Maybe. But the early chapters are also your chance to engage the reader. I don’t know about you, but I need some real redeeming qualities in that miserable, self-absorbed grump before I spend my time reading his story.
I’m reviewing a manuscript for a friend now. Since the story is aimed at kids around my daughter’s age (grade three, strong reader), I armed her with a highlighter and sticky notes and gave her the first chapter to read. It was an experiment, but a lot of her advice was bang on.
The opening paragraph describes a character struggling through the cold. The next line is spoken by the character: “Stupid wind!”
My daughter circled it. On a sticky note, she wrote “That’s not going to help. Doesn’t everybody know that?” (Actually it says “that’s not going to help cdoin’t eveybte know that” but I’m translating.)
It’s a tiny detail, but a telling one. I think that the reason my daughter found that line jarring is that, in the third line of a novel, our relationship with the character is in its infancy. Heck, it’s barely been conceived. And maybe a pointless exclamation thrown (literally) against the wind isn’t the best way to make a first impression.
In his book on screenwriting, Blake Snyder talks about a “save the cat moment” — a moment of heroism in the opening scene, where we see who the protagonist is and want to identify with him. It gets its name from an old movie where the hero stops to save a cat from a tree in the first scene. Which is kind of like attaching flashing lights and arrows to his head, with a sign that says “I’m a great guy, root for me!” I’m not sure it needs to be anything so blatant (and to be fair, neither is Snyder, if you read his book), but we need a reason to want to spend time with your main character.
Maybe she’s funny and has a great narrative voice. Maybe he’s secretly kind. Maybe she’s shown in contrast to people who are worse than she is. Editor Cheryl Klein explains in her book on writing that the opening scene of Harry Potter and the Philosopher’s Stone does just this. We meet the Dursleys and are encouraged not to like them. So when baby Harry shows up, and the Durleys don’t like him — well, we’re already onside with that tiny baby, aren’t we? And he hasn’t even had to do anything yet.
Most of us aren’t starting our main characters out as infants. They’re generally older and able to speak and act for themselves. As writers, we need to make sure they do that. Most of all we need to make sure that there’s something in there, some hint of a characteristic that makes the reader want to spend time with them.
Meeting a character is like meeting a stranger. We form an impression based on the first actions that we observe, the first words we hear. That impression can change over time, but let’s face it — you’re stuck beside the bragging loudmouth at the PTA meeting, but you can set down a book without finishing the first page.
It’s a problem in a lot of ‘new kid’ stories. Your character has just started at a new school. He’s worried and nervous. He misses his old friends. Realistically, he’s probably feeling whiny and resentful about the whole thing. Who wouldn’t be?
But we don’t want to read about the kid who sulks in the corner.
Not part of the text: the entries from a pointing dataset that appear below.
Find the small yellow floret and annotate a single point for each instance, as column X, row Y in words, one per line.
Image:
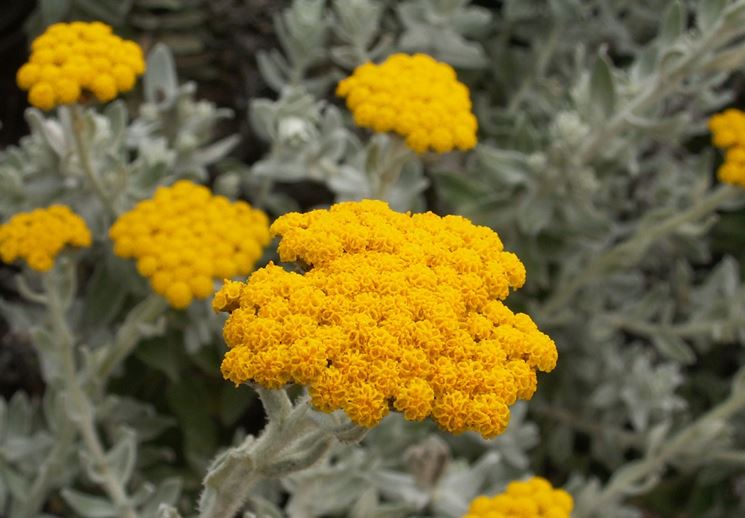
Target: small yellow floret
column 394, row 311
column 532, row 498
column 415, row 96
column 185, row 237
column 77, row 57
column 39, row 236
column 728, row 133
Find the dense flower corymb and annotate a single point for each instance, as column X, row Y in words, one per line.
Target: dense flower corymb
column 394, row 309
column 414, row 96
column 185, row 236
column 532, row 498
column 728, row 133
column 38, row 236
column 71, row 57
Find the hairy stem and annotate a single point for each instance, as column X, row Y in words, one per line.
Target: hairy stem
column 130, row 333
column 292, row 440
column 83, row 152
column 80, row 405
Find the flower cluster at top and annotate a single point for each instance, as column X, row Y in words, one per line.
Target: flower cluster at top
column 185, row 236
column 414, row 96
column 70, row 57
column 38, row 236
column 728, row 133
column 532, row 498
column 393, row 309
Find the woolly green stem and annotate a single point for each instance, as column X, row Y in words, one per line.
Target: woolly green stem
column 79, row 405
column 293, row 439
column 83, row 152
column 130, row 333
column 384, row 177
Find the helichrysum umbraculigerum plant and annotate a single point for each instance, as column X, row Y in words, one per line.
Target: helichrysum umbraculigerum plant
column 415, row 97
column 39, row 236
column 185, row 237
column 395, row 310
column 70, row 60
column 532, row 498
column 728, row 133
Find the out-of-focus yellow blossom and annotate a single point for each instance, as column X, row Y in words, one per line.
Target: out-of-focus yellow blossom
column 415, row 96
column 70, row 58
column 184, row 237
column 728, row 133
column 532, row 498
column 394, row 310
column 38, row 236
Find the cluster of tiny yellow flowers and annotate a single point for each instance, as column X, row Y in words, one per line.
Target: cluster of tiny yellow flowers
column 393, row 310
column 728, row 133
column 414, row 96
column 185, row 236
column 38, row 236
column 532, row 498
column 70, row 57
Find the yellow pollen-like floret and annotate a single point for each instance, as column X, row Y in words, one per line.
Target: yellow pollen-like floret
column 39, row 236
column 532, row 498
column 414, row 96
column 69, row 62
column 728, row 133
column 185, row 237
column 393, row 312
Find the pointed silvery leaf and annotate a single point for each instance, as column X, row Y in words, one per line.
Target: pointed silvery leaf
column 708, row 12
column 89, row 506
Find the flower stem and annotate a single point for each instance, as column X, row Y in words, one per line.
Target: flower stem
column 129, row 334
column 83, row 152
column 292, row 440
column 79, row 405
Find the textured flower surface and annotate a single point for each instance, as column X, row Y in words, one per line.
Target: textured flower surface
column 728, row 133
column 69, row 58
column 38, row 236
column 532, row 498
column 415, row 96
column 393, row 310
column 185, row 236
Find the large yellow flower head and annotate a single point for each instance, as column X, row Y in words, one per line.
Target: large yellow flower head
column 393, row 310
column 532, row 498
column 39, row 236
column 184, row 237
column 414, row 96
column 728, row 133
column 70, row 58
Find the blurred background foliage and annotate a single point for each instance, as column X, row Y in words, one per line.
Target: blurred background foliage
column 592, row 126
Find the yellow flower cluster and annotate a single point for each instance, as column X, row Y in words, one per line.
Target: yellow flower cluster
column 728, row 133
column 185, row 236
column 532, row 498
column 394, row 310
column 38, row 236
column 414, row 96
column 70, row 57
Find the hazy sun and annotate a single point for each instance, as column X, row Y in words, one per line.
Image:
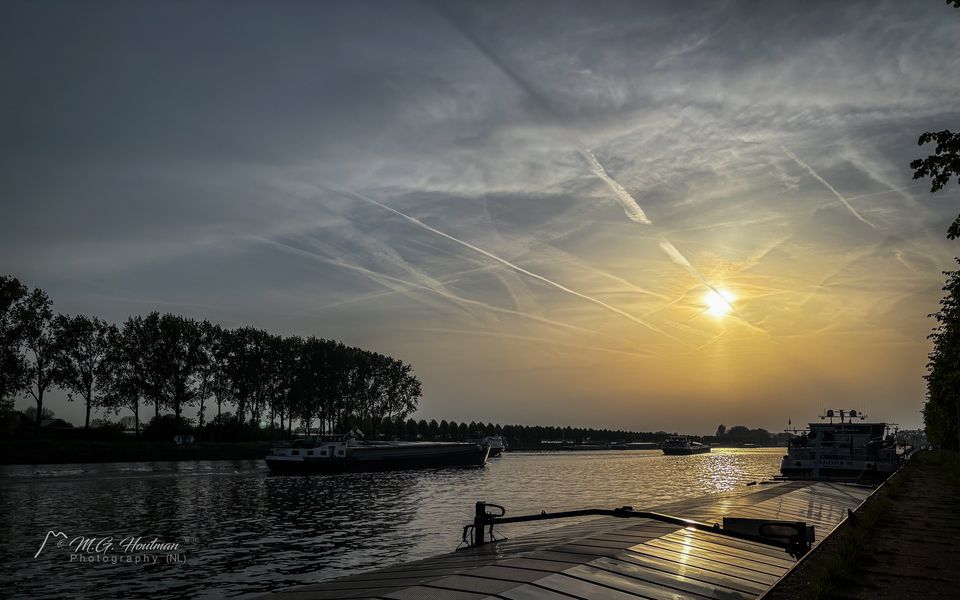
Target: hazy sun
column 719, row 302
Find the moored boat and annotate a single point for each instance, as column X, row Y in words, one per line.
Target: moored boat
column 348, row 453
column 849, row 450
column 682, row 445
column 495, row 443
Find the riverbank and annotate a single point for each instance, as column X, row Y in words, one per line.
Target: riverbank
column 42, row 452
column 902, row 545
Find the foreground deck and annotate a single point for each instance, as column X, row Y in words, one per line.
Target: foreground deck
column 612, row 558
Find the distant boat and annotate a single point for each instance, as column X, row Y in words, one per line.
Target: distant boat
column 681, row 445
column 495, row 443
column 348, row 453
column 849, row 450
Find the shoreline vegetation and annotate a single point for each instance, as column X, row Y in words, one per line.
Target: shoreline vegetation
column 908, row 528
column 108, row 443
column 42, row 452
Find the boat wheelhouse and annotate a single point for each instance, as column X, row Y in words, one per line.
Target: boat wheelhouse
column 349, row 452
column 846, row 448
column 496, row 444
column 682, row 445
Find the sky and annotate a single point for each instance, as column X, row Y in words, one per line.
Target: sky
column 639, row 215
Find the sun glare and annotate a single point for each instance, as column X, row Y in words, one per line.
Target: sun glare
column 719, row 302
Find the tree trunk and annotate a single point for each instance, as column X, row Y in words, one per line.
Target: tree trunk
column 39, row 410
column 89, row 397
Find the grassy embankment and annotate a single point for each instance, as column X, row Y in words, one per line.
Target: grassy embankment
column 844, row 566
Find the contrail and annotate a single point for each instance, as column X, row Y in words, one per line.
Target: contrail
column 510, row 265
column 579, row 347
column 681, row 260
column 629, row 204
column 546, row 109
column 828, row 186
column 382, row 278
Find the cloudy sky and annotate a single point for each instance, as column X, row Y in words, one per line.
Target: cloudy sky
column 530, row 202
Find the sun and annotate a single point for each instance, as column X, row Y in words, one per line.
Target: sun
column 719, row 302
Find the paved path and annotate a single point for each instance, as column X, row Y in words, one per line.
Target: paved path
column 917, row 544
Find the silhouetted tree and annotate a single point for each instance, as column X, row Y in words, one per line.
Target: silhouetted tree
column 124, row 379
column 83, row 360
column 13, row 363
column 34, row 315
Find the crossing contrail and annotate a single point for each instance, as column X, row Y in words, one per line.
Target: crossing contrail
column 681, row 260
column 401, row 286
column 509, row 264
column 627, row 201
column 839, row 196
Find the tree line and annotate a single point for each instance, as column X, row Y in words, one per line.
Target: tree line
column 166, row 362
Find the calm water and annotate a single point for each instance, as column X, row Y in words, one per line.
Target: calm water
column 244, row 532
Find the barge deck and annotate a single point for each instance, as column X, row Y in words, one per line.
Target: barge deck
column 614, row 558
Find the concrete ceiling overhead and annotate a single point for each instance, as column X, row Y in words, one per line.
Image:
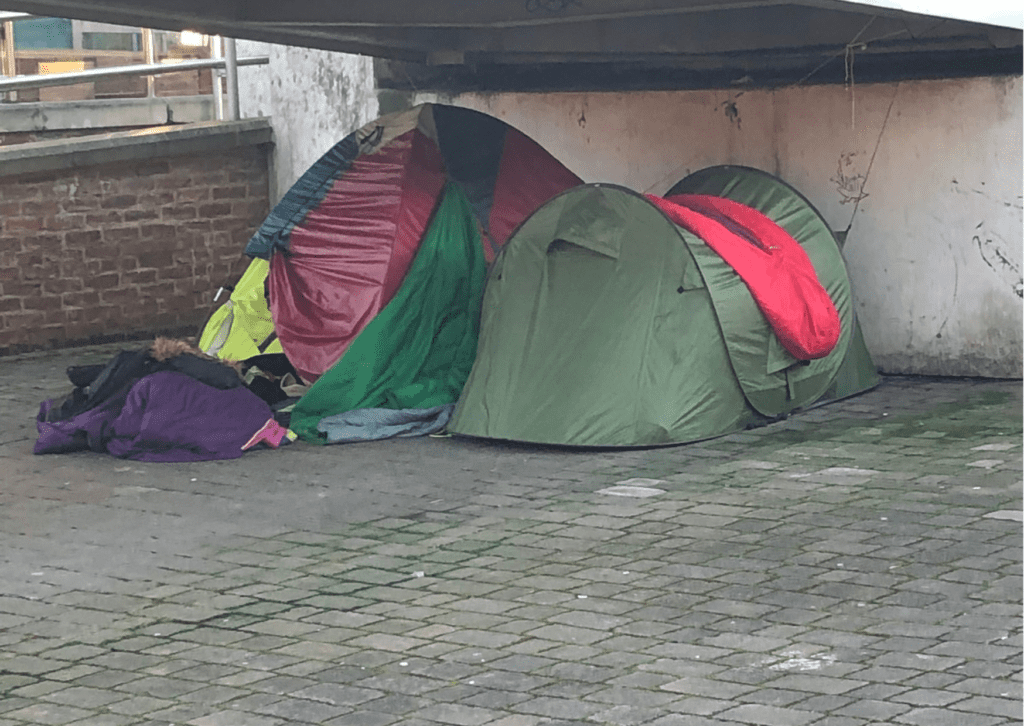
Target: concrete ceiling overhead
column 595, row 43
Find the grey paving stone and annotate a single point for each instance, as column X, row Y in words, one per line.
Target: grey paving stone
column 692, row 598
column 769, row 715
column 943, row 717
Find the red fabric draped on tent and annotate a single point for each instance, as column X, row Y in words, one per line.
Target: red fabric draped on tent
column 770, row 262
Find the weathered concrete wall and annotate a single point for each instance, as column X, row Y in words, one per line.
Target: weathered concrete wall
column 935, row 247
column 313, row 97
column 131, row 247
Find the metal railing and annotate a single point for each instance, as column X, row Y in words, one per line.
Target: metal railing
column 225, row 61
column 22, row 83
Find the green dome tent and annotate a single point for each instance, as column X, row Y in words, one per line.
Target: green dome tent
column 605, row 324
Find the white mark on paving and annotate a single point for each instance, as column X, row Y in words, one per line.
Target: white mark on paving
column 986, row 463
column 797, row 660
column 134, row 489
column 640, row 482
column 1012, row 514
column 635, row 490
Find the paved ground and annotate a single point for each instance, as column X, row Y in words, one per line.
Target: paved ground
column 858, row 564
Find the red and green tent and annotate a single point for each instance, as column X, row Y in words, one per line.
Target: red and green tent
column 342, row 240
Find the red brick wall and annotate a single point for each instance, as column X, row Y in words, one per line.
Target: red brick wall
column 124, row 250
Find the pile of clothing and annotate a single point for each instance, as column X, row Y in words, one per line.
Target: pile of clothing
column 167, row 402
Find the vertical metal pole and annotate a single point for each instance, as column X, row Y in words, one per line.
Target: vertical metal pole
column 151, row 57
column 7, row 66
column 231, row 77
column 217, row 51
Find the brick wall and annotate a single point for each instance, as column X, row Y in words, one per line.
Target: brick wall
column 124, row 250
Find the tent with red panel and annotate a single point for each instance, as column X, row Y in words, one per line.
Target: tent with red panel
column 342, row 240
column 611, row 318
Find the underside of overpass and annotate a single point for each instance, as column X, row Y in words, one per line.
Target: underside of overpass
column 453, row 45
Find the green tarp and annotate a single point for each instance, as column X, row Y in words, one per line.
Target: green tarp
column 417, row 352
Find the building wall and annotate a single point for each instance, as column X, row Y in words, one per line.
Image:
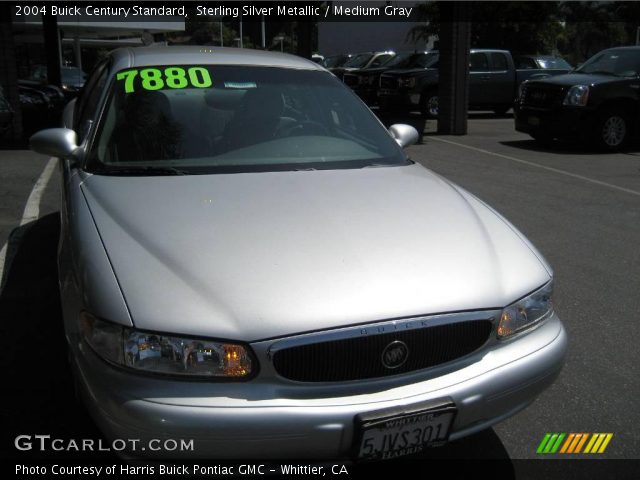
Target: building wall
column 352, row 37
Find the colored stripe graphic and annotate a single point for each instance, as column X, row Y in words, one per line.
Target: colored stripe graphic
column 598, row 442
column 573, row 443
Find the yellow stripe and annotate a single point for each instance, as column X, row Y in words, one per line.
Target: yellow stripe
column 567, row 442
column 598, row 442
column 591, row 442
column 606, row 442
column 584, row 439
column 574, row 443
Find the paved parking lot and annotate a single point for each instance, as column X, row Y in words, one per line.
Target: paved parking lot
column 580, row 208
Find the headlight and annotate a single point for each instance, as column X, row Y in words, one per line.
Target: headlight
column 162, row 353
column 577, row 96
column 408, row 82
column 526, row 312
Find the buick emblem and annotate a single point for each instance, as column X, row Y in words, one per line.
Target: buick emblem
column 395, row 354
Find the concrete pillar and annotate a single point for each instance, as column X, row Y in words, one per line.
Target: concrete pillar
column 77, row 50
column 305, row 39
column 52, row 49
column 455, row 42
column 8, row 70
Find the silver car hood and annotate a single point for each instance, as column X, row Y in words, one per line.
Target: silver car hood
column 259, row 255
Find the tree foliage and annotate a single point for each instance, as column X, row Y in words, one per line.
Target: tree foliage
column 575, row 30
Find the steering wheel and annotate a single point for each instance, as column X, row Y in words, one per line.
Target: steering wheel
column 305, row 127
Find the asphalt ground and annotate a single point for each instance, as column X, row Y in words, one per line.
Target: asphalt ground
column 580, row 208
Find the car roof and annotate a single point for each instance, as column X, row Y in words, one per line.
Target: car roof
column 628, row 47
column 206, row 55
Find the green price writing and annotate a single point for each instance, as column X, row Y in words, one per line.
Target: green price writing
column 170, row 77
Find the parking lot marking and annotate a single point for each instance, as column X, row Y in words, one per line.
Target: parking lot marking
column 543, row 167
column 32, row 208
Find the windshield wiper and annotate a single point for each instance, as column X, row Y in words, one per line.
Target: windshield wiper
column 140, row 171
column 600, row 72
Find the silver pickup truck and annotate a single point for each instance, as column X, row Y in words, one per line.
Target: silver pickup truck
column 493, row 82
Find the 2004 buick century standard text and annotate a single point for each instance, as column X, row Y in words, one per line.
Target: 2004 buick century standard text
column 249, row 259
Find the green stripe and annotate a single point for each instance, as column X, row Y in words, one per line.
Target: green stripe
column 543, row 443
column 558, row 442
column 547, row 449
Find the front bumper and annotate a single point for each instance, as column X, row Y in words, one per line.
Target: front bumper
column 367, row 94
column 264, row 420
column 564, row 123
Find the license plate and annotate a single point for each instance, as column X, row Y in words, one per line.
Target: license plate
column 391, row 434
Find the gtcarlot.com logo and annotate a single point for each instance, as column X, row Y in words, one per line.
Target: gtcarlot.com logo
column 574, row 443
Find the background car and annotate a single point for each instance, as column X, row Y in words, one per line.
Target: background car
column 362, row 60
column 596, row 104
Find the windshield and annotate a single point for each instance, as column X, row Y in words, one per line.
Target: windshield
column 337, row 61
column 553, row 63
column 203, row 119
column 359, row 60
column 623, row 63
column 72, row 74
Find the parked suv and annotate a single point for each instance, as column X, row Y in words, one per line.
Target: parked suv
column 597, row 102
column 363, row 60
column 493, row 83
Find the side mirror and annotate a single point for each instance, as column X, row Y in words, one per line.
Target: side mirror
column 404, row 135
column 55, row 142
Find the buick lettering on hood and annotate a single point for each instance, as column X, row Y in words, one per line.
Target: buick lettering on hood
column 249, row 259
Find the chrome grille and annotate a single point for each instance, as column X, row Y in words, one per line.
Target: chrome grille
column 388, row 82
column 361, row 357
column 542, row 96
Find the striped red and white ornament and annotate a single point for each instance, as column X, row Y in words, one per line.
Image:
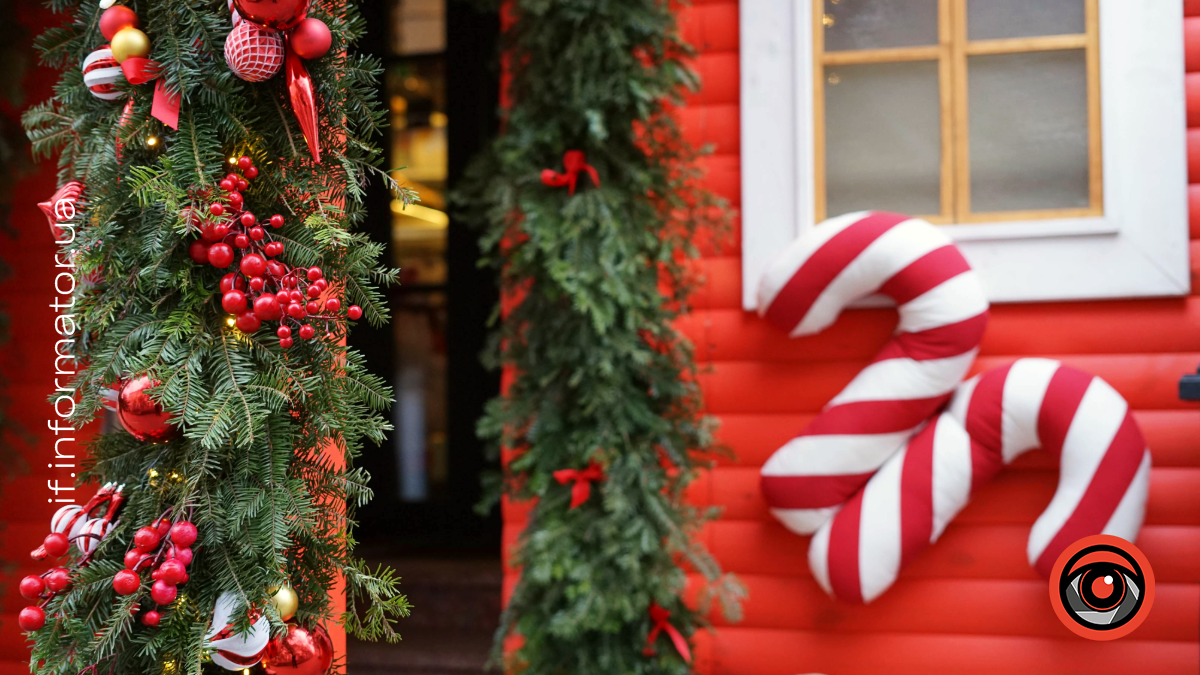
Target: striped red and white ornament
column 101, row 72
column 873, row 517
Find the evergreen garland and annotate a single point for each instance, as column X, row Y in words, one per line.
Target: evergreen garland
column 598, row 371
column 253, row 467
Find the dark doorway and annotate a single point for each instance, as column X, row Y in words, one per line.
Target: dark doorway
column 441, row 88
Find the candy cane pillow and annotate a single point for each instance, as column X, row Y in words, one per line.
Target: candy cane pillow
column 879, row 473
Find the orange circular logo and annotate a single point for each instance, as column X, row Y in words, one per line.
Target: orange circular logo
column 1102, row 587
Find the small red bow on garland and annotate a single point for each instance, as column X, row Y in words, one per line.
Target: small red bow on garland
column 660, row 616
column 166, row 106
column 573, row 162
column 583, row 478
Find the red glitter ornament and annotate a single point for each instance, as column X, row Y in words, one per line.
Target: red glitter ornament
column 143, row 418
column 253, row 53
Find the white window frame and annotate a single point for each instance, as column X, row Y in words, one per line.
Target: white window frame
column 1139, row 248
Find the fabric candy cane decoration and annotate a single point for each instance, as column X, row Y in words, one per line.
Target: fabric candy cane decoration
column 942, row 316
column 906, row 505
column 234, row 651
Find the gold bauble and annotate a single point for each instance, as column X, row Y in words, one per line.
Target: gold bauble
column 130, row 42
column 286, row 602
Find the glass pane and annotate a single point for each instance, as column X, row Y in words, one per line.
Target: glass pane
column 879, row 24
column 882, row 138
column 1029, row 131
column 994, row 19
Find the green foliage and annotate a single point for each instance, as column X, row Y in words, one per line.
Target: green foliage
column 600, row 372
column 255, row 465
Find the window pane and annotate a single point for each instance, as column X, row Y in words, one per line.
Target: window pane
column 882, row 138
column 1029, row 131
column 993, row 19
column 877, row 24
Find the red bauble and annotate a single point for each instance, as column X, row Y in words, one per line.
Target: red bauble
column 198, row 251
column 57, row 544
column 184, row 533
column 253, row 53
column 221, row 255
column 279, row 15
column 143, row 418
column 163, row 592
column 253, row 264
column 31, row 619
column 311, row 39
column 234, row 302
column 301, row 651
column 115, row 18
column 126, row 583
column 147, row 539
column 31, row 586
column 58, row 579
column 247, row 322
column 268, row 308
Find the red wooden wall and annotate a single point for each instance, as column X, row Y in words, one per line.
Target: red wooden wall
column 971, row 603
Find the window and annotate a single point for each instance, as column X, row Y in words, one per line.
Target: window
column 1047, row 136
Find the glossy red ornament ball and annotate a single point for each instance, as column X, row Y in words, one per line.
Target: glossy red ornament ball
column 253, row 53
column 301, row 651
column 57, row 544
column 279, row 15
column 253, row 264
column 247, row 322
column 163, row 592
column 31, row 586
column 221, row 255
column 311, row 39
column 58, row 579
column 115, row 18
column 147, row 539
column 143, row 418
column 183, row 555
column 198, row 251
column 234, row 302
column 184, row 533
column 126, row 583
column 31, row 619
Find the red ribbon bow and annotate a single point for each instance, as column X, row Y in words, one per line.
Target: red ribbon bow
column 166, row 106
column 659, row 615
column 573, row 162
column 583, row 478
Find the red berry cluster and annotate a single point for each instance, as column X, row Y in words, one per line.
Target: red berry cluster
column 262, row 288
column 166, row 548
column 87, row 527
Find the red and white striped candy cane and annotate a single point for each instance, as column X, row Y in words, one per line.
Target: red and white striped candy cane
column 942, row 316
column 1103, row 476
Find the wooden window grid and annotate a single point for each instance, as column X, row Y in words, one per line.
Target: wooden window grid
column 951, row 53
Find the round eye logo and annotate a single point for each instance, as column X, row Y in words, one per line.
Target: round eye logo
column 1102, row 587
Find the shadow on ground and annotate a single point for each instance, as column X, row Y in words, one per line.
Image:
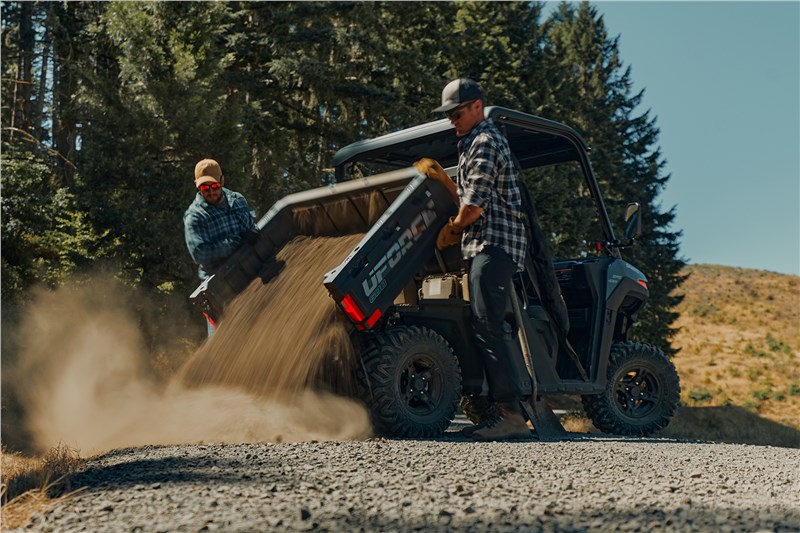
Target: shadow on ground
column 730, row 424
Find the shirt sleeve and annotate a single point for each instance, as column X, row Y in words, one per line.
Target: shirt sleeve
column 203, row 249
column 481, row 161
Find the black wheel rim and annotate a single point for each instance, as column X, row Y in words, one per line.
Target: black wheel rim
column 637, row 391
column 420, row 385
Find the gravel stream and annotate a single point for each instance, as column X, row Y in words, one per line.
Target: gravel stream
column 589, row 483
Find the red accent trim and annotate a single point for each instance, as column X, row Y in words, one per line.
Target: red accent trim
column 374, row 318
column 352, row 310
column 211, row 321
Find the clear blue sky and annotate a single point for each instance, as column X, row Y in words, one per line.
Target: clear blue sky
column 723, row 80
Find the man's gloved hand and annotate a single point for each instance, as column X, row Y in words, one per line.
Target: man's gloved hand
column 450, row 235
column 250, row 236
column 432, row 169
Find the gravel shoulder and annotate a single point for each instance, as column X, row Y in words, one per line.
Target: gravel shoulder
column 589, row 483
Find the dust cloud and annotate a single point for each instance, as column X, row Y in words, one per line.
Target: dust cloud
column 278, row 368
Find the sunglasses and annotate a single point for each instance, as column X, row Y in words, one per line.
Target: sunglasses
column 455, row 113
column 209, row 186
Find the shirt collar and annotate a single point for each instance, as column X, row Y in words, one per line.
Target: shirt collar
column 481, row 126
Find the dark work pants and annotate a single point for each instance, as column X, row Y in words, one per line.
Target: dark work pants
column 490, row 291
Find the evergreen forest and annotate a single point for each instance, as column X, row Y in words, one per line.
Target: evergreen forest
column 107, row 106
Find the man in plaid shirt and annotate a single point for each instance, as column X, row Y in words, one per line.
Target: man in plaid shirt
column 217, row 221
column 493, row 241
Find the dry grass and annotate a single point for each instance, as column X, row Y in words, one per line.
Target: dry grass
column 739, row 342
column 30, row 485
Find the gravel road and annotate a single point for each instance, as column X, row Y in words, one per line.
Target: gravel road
column 589, row 483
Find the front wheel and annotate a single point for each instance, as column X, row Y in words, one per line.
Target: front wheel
column 641, row 395
column 411, row 382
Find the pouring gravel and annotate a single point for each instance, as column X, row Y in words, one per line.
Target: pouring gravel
column 589, row 483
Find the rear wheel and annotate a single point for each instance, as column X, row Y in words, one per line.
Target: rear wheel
column 641, row 395
column 411, row 382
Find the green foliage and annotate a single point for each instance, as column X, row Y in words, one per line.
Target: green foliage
column 45, row 237
column 136, row 92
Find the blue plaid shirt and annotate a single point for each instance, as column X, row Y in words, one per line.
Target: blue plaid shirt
column 213, row 231
column 487, row 178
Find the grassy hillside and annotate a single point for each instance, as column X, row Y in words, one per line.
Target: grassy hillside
column 739, row 359
column 739, row 341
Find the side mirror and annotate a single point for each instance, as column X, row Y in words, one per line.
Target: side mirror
column 634, row 219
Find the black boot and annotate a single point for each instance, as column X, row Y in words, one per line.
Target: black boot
column 509, row 425
column 480, row 410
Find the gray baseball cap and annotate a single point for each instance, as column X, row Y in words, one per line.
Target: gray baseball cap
column 457, row 92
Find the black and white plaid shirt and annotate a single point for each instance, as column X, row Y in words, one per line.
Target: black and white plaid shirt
column 487, row 178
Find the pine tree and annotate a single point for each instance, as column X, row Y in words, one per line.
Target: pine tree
column 594, row 94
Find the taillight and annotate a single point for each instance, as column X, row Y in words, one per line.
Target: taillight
column 211, row 321
column 352, row 310
column 355, row 313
We want to read about the one who gets out there and tries to make new friends. The one who chases the soccerball on the field. Maybe he misses it. Maybe he makes a fool of himself. Maybe he ticks off the other kids by messing up their game. But at least he tried.
Pay close attention to the first five, or ten, or fifteen things your character says and does. Look at the impression he makes in the first few chapters. And ask yourself if, not knowing how the story will turn out or how he’ll develop, this is a person you’d want to spend time with.
He doesn’t have to be perfect. Perfect is off-putting, too. But whatever it is that you love about your character, even if it’s just the potential to be more than he is at the start — make sure we get a glimpse of that.
Or barring that, stick a cat in a tree for him to save.
Interesting insights. I’ll have to keep these in mind with my main characters in a couple of works-in-progress. ( :
Thanks Sue!
I really like the Harry Potter example. Reveals lots about how we can use context and other characters to set the stage for protagonist. Would hold true for memoir as well: which character do we want the reader to root for!
Thanks Linda! I never thought about memoir that way, but you’re right.
The Cheryl Klein book (the one the Harry Potter example came from) was fabulous–one of the ones I keep going back to.